Import MCX policy on the target computer group

  • Setting autocratic mode to ‘true’ expunges the previous mcx_settings from the target record prior to application.

  • Setting this to ‘false’, performs a merge where the policy that Puppet applies always takes precedence.

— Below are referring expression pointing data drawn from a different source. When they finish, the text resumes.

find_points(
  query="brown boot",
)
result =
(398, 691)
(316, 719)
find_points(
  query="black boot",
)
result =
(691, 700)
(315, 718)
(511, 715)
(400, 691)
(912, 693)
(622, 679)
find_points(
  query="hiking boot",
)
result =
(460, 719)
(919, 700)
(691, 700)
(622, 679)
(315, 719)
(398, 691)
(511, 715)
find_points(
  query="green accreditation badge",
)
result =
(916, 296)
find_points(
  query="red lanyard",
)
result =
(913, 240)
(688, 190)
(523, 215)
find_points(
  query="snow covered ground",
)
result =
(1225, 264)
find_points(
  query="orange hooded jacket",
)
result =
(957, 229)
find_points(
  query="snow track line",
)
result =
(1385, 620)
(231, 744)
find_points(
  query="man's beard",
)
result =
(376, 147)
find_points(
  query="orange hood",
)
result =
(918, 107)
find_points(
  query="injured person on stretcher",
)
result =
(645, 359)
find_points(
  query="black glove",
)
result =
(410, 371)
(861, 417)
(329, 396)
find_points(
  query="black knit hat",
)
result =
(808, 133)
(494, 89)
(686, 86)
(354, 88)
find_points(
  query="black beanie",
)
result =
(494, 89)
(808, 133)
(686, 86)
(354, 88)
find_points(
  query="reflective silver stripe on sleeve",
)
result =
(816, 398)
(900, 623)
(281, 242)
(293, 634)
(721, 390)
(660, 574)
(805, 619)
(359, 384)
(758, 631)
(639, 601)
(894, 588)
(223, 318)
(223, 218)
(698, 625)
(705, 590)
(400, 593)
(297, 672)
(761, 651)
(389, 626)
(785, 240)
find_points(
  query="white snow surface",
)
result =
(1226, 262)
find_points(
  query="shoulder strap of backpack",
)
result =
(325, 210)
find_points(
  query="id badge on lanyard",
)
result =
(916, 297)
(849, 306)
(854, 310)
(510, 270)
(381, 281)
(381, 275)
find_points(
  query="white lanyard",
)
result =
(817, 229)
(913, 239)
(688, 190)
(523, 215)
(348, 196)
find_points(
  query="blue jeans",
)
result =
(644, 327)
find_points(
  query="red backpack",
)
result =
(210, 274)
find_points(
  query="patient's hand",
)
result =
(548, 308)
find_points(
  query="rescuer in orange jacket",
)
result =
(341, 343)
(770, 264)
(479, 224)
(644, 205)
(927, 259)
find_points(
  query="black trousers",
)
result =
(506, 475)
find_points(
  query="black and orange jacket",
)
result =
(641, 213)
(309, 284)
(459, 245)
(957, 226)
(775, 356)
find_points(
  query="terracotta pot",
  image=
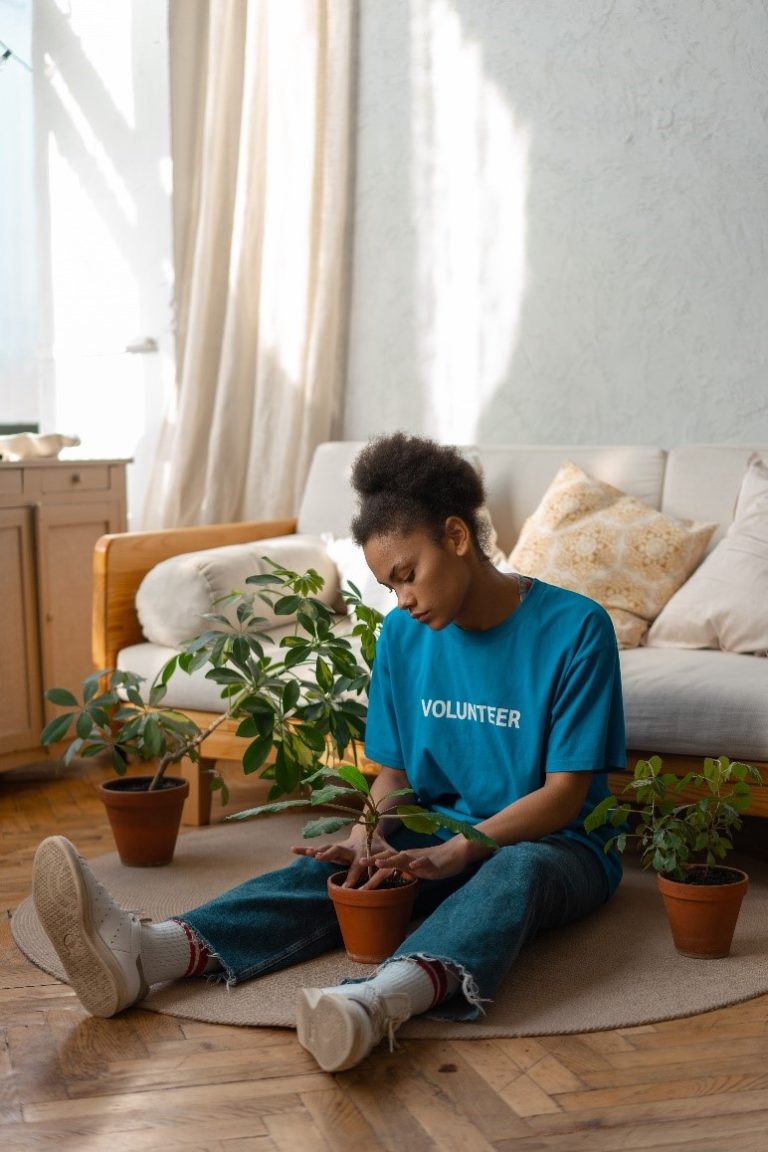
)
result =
(372, 921)
(144, 824)
(702, 916)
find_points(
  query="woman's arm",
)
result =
(541, 812)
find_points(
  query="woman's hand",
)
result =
(436, 862)
(351, 855)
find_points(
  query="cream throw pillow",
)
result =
(590, 537)
(724, 604)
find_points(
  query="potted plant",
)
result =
(298, 710)
(144, 811)
(303, 706)
(372, 921)
(684, 841)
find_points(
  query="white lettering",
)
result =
(478, 713)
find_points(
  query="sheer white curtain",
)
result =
(261, 118)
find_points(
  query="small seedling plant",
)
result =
(673, 833)
(346, 790)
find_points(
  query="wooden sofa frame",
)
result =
(120, 563)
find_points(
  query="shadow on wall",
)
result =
(570, 243)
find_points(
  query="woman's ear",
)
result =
(457, 536)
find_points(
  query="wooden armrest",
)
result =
(122, 560)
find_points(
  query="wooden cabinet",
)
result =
(51, 515)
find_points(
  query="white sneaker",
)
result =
(96, 940)
(341, 1028)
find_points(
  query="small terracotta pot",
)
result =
(144, 824)
(702, 916)
(372, 921)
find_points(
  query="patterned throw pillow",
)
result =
(590, 537)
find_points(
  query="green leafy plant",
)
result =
(113, 717)
(299, 710)
(673, 833)
(346, 791)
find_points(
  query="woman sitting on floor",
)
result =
(525, 764)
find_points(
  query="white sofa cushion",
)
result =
(696, 703)
(724, 604)
(174, 596)
(595, 539)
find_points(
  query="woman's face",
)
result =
(431, 581)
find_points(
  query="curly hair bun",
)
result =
(407, 482)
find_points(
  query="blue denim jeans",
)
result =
(474, 923)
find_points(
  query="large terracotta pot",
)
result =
(372, 921)
(702, 916)
(144, 824)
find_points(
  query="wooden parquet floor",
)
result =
(150, 1082)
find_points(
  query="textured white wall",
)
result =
(561, 227)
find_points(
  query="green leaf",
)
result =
(326, 826)
(62, 697)
(352, 777)
(84, 726)
(291, 692)
(256, 753)
(153, 739)
(324, 675)
(56, 729)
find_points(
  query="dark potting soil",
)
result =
(392, 881)
(711, 876)
(141, 783)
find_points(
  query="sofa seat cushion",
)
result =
(692, 703)
(175, 595)
(702, 702)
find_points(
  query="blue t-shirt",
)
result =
(476, 720)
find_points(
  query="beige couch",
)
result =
(682, 699)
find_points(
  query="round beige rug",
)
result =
(617, 969)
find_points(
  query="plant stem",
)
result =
(184, 750)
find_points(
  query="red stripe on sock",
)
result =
(436, 974)
(198, 955)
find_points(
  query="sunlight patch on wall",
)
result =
(103, 32)
(470, 184)
(90, 141)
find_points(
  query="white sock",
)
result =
(425, 982)
(170, 952)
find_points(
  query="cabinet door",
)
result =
(21, 714)
(66, 537)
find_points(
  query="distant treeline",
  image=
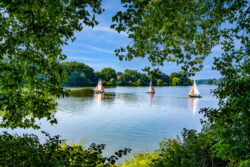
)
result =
(83, 75)
(208, 81)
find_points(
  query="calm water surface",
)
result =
(127, 116)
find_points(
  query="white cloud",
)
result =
(82, 58)
(96, 48)
(106, 29)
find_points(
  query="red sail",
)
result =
(191, 91)
(102, 88)
(152, 89)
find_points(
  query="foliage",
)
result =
(26, 150)
(175, 31)
(80, 74)
(140, 160)
(106, 74)
(185, 32)
(194, 150)
(209, 81)
(32, 35)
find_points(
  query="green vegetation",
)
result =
(81, 74)
(208, 81)
(26, 150)
(31, 40)
(140, 160)
(184, 32)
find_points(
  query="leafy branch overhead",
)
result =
(174, 30)
(32, 36)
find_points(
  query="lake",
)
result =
(127, 116)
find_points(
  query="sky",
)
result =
(95, 47)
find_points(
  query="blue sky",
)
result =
(95, 47)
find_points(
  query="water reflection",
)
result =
(151, 98)
(81, 92)
(194, 105)
(98, 98)
(127, 116)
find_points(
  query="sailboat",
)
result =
(99, 88)
(194, 105)
(151, 88)
(194, 92)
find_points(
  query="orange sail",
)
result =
(191, 91)
(102, 88)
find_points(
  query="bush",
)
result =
(140, 160)
(26, 150)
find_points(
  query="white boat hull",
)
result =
(195, 96)
(150, 92)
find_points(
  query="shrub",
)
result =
(26, 150)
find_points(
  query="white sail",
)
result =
(195, 105)
(196, 91)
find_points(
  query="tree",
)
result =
(185, 32)
(159, 82)
(111, 82)
(32, 36)
(80, 75)
(176, 81)
(106, 74)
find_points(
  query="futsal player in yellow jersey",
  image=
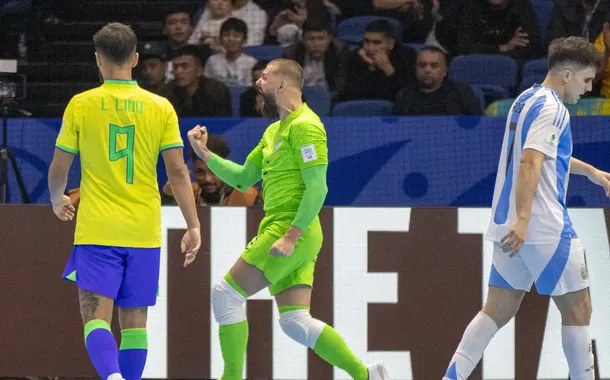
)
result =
(119, 130)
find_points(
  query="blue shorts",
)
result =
(130, 276)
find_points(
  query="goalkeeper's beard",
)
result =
(270, 109)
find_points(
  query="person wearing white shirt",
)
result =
(207, 30)
(256, 19)
(233, 67)
(534, 239)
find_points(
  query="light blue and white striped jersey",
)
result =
(537, 120)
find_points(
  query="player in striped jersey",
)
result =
(534, 240)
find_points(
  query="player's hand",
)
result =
(63, 208)
(514, 239)
(603, 179)
(191, 241)
(198, 137)
(284, 247)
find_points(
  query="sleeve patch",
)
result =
(552, 137)
(308, 152)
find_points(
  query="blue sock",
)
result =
(102, 348)
(132, 355)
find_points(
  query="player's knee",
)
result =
(579, 312)
(301, 327)
(227, 303)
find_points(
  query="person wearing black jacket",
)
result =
(581, 18)
(496, 27)
(434, 93)
(379, 68)
(319, 54)
(193, 94)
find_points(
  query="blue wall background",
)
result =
(415, 161)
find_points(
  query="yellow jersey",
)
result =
(119, 129)
(601, 46)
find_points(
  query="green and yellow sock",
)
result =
(132, 353)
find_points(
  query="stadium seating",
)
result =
(235, 94)
(480, 95)
(534, 71)
(584, 107)
(364, 107)
(318, 99)
(352, 29)
(264, 52)
(543, 10)
(496, 75)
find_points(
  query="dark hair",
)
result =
(177, 9)
(576, 51)
(381, 26)
(316, 25)
(217, 145)
(236, 25)
(117, 42)
(260, 65)
(191, 50)
(433, 49)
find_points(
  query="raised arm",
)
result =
(238, 176)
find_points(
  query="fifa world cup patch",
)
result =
(308, 152)
(552, 138)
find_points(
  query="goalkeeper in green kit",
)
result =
(291, 158)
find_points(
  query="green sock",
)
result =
(332, 348)
(233, 344)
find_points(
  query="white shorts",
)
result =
(557, 268)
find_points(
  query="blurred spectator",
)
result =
(319, 54)
(233, 67)
(377, 70)
(497, 27)
(251, 100)
(211, 190)
(153, 66)
(178, 28)
(583, 18)
(434, 93)
(414, 15)
(207, 30)
(289, 16)
(254, 17)
(194, 95)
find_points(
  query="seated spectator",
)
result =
(178, 28)
(379, 69)
(207, 30)
(414, 15)
(256, 19)
(251, 100)
(194, 95)
(582, 18)
(507, 27)
(288, 19)
(319, 54)
(153, 66)
(232, 67)
(434, 93)
(211, 190)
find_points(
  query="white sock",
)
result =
(115, 376)
(577, 348)
(477, 336)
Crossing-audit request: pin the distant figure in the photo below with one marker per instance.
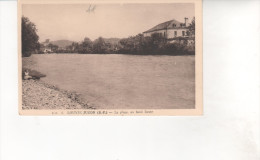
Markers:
(26, 75)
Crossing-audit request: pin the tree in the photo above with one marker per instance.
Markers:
(100, 46)
(30, 39)
(191, 28)
(86, 46)
(53, 47)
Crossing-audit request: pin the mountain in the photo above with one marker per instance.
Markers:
(62, 43)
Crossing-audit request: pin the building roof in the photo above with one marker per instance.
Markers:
(167, 25)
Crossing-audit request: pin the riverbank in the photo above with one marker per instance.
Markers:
(39, 95)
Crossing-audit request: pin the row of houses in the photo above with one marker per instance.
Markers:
(173, 31)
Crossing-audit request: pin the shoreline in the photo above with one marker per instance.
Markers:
(37, 94)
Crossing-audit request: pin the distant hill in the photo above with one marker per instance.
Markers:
(112, 40)
(62, 43)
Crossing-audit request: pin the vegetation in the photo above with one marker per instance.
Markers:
(30, 39)
(155, 44)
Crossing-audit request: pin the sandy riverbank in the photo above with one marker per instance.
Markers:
(39, 95)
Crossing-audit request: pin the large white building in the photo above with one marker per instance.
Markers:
(170, 29)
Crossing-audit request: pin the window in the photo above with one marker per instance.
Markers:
(175, 33)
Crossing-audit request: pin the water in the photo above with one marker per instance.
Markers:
(122, 81)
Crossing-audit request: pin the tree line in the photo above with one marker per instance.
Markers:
(139, 44)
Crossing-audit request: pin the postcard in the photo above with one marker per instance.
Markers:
(110, 58)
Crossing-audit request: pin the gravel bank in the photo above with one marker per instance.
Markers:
(38, 95)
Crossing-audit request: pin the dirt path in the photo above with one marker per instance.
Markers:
(38, 95)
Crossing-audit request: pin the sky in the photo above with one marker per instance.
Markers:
(77, 21)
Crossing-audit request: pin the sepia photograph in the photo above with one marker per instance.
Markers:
(110, 59)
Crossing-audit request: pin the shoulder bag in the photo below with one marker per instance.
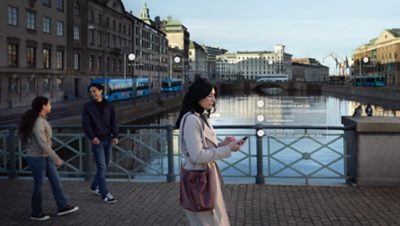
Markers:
(196, 187)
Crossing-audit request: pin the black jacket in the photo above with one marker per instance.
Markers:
(98, 120)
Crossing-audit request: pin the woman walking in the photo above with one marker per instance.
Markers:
(200, 147)
(35, 131)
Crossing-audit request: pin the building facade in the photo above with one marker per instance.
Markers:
(253, 64)
(197, 62)
(178, 38)
(309, 70)
(33, 50)
(212, 53)
(381, 56)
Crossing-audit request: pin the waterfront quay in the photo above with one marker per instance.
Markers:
(158, 204)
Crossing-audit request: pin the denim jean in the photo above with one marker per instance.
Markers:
(41, 166)
(102, 157)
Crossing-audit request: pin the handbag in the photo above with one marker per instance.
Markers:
(197, 190)
(196, 187)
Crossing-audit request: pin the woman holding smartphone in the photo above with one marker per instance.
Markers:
(200, 147)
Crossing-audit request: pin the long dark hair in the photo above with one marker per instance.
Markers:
(200, 89)
(28, 119)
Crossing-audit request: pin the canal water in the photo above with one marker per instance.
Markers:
(288, 154)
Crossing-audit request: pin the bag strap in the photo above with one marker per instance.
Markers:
(182, 132)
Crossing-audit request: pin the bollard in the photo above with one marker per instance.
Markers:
(11, 150)
(259, 139)
(171, 174)
(87, 163)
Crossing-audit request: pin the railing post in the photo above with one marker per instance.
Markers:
(87, 149)
(11, 153)
(259, 139)
(171, 174)
(349, 156)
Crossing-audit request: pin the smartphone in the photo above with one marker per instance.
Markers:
(241, 141)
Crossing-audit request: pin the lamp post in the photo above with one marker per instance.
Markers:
(91, 28)
(131, 58)
(365, 60)
(177, 60)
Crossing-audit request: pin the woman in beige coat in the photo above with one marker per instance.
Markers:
(199, 147)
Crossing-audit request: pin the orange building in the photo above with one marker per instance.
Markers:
(381, 56)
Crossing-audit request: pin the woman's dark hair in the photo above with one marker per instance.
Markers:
(200, 89)
(28, 119)
(97, 85)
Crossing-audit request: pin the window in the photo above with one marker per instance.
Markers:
(46, 58)
(46, 2)
(60, 28)
(98, 64)
(100, 37)
(31, 57)
(91, 36)
(32, 85)
(76, 61)
(77, 8)
(76, 33)
(46, 84)
(91, 63)
(12, 52)
(46, 24)
(91, 15)
(12, 85)
(12, 16)
(60, 59)
(30, 20)
(60, 83)
(60, 4)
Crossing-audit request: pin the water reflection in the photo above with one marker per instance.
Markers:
(278, 110)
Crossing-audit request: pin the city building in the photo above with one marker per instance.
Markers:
(309, 70)
(380, 56)
(99, 39)
(33, 51)
(255, 64)
(151, 49)
(212, 53)
(178, 37)
(197, 62)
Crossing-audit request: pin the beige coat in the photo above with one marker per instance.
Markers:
(201, 143)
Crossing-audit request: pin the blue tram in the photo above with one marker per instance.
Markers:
(122, 89)
(370, 81)
(171, 85)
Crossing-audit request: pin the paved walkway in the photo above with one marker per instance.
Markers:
(157, 204)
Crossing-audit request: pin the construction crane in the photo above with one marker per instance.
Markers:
(340, 63)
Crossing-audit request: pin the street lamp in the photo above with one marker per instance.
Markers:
(177, 59)
(91, 28)
(365, 60)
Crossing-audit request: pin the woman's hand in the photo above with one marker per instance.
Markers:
(227, 140)
(95, 141)
(59, 163)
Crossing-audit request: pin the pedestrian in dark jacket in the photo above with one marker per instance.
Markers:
(368, 110)
(100, 126)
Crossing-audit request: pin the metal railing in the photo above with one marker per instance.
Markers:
(278, 154)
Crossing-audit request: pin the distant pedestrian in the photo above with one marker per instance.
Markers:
(200, 148)
(368, 110)
(357, 111)
(36, 132)
(100, 126)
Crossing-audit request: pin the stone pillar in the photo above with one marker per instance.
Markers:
(375, 145)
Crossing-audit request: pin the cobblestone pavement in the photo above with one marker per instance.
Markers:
(157, 204)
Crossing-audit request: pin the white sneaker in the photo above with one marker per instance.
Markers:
(109, 198)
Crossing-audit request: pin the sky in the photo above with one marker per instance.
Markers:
(307, 28)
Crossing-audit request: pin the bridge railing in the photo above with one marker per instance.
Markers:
(276, 154)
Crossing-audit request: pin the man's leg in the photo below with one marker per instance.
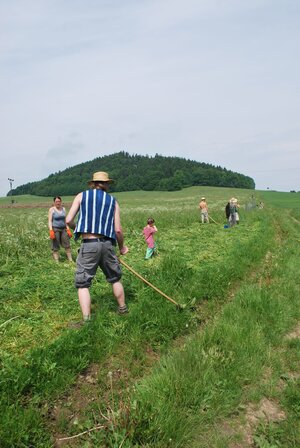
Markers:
(85, 302)
(119, 294)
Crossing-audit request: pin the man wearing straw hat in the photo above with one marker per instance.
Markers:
(204, 210)
(99, 225)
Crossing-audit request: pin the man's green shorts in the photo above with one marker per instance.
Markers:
(94, 253)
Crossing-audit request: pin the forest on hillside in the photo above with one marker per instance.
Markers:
(136, 172)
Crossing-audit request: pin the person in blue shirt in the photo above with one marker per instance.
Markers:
(99, 226)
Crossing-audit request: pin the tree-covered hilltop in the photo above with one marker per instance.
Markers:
(134, 172)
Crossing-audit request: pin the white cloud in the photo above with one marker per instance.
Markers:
(214, 81)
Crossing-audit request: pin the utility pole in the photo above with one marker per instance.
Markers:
(10, 183)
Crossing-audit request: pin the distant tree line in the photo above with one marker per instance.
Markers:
(135, 172)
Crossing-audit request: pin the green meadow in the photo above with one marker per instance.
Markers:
(221, 371)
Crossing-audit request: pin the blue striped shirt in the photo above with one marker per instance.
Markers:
(96, 214)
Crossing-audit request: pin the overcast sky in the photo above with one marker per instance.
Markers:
(215, 81)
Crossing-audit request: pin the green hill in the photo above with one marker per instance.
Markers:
(135, 172)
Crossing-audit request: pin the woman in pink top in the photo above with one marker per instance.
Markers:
(148, 232)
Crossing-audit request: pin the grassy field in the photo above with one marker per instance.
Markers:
(223, 372)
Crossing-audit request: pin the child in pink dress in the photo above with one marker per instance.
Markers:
(148, 232)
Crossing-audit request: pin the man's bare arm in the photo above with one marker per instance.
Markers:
(73, 211)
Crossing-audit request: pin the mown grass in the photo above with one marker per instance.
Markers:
(41, 357)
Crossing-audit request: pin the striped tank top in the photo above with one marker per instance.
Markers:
(96, 214)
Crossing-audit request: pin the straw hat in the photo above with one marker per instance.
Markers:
(101, 176)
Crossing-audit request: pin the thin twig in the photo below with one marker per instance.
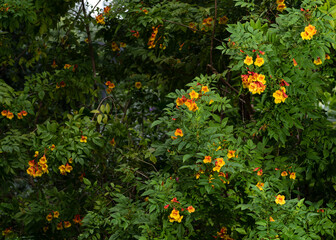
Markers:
(225, 82)
(213, 33)
(90, 44)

  • autocratic => ‘true’ is the default

<code>

  x_policy { 'SomePolicyGroup':
  dslocal_node  => 'MCX',
  provider      => 'x_mcx',
  type          => 'computergroup',
  plist         => '/private/etc/policy/mcx/applesoftwareupdates.plist',
  autocratic    => 'false',
  ensure        => 'present',
}

</code>

Special Providers:

Enable Apple Remote Desktop

<code>

x_remotemanagement { 'ard_setup':
  users     => { 'myadmin' => '-1073741569' },
  dirgroups => 'ardadmin, ardinteract, ardmanage, ardreports',
  dirlogins => 'enable',
  menuextra => 'disable',
  ensure    => 'running',
}

</code>

Bind to an Active Directory

  • Unless we have an authoritative hostname, abort bind operation

<code>

if "$::fqdn" == "$::certname" {
  x_node { 'some.domain':
    active        => 'true',
    ensure        => 'present'
    provider      => 'activedirectory',
    active        => 'true',
    computerid    => 'some_machine',
    username      => 'some_user',
    password      => 'a_password',
    ou            => 'CN=Computers',
    domain        => 'some.domain',
    mobile        => 'disable',
    mobileconfirm => 'disable',
    localhome     => 'disable',
    useuncpath    => 'enable',
    protocol      => 'afp',
    shell         => '/bin/false',
    groups        => 'SOME_DOMAIN\some_group,SOME_DOMAIN\another_group',
    passinterval  => '0',
  }
} else {
  $msg = "Our FQDN ($::fqdn) does not match our certname ($::certname). Aborting Puppet run..."
  notice($msg)
  notify { $msg: }
}

</code>

Enable ipfw and apply a set of rules

  • Rules read from a text file in the following form

  • rule_num action proto from range to range

  • Example: 12308 allow ip from 192.168.0.0/16 to any

<code>

x_firewall { 'ipfw':
  verbosity => '2',
  file      => '/private/etc/ipfw/ipfw_rules',
  require   => File['/private/etc/ipfw'],
}

</code>

Create a login or logout hooks

  • Allows you to define two types: login or logout

  • Allows you to set a precedence for each script per type

  • Scripts that share a precedence will be executed alphabetically

  • Script content defined inline or as a file on disk

<code>

 x_hook { 'loguser_in':
   type     => 'login',
   priority => '0',
   ensure   => 'present',
   content  => "
     #!/bin/bash
     USER_NAME=\${1}
     USER_UID=\${2}
     USER_GID=\${3}
     /usr/bin/syslog -s -r $syslog_server -l Info \"Login: \${USER_NAME}, uid=\${USER_UID}, gid=\${USER_GID}\"
     exit 0
   "
}

</code>

Custom Facts:

  • rubycocoa_version: returns authoritative RubyCocoa version

  • mac_console_users: adds 3 new custom facts

    • mac_console_users_names: names of users who have console sessions

    • mac_console_users_current: name of the user with current session

    • mac_console_users_total: number of user sessions

Known Issues:

  • x_group provider is missing (unimplemented)

  • x_mcx provider will continually re-apply policy under certain conditions (see comments in x_mcx.rb and x_policy.rb)

  • x_profile provider for x_policy type still unimplemented

  • x_firewall: alf provider unimplemented

About

A collection of custom Puppet types and providers for Mac OS X.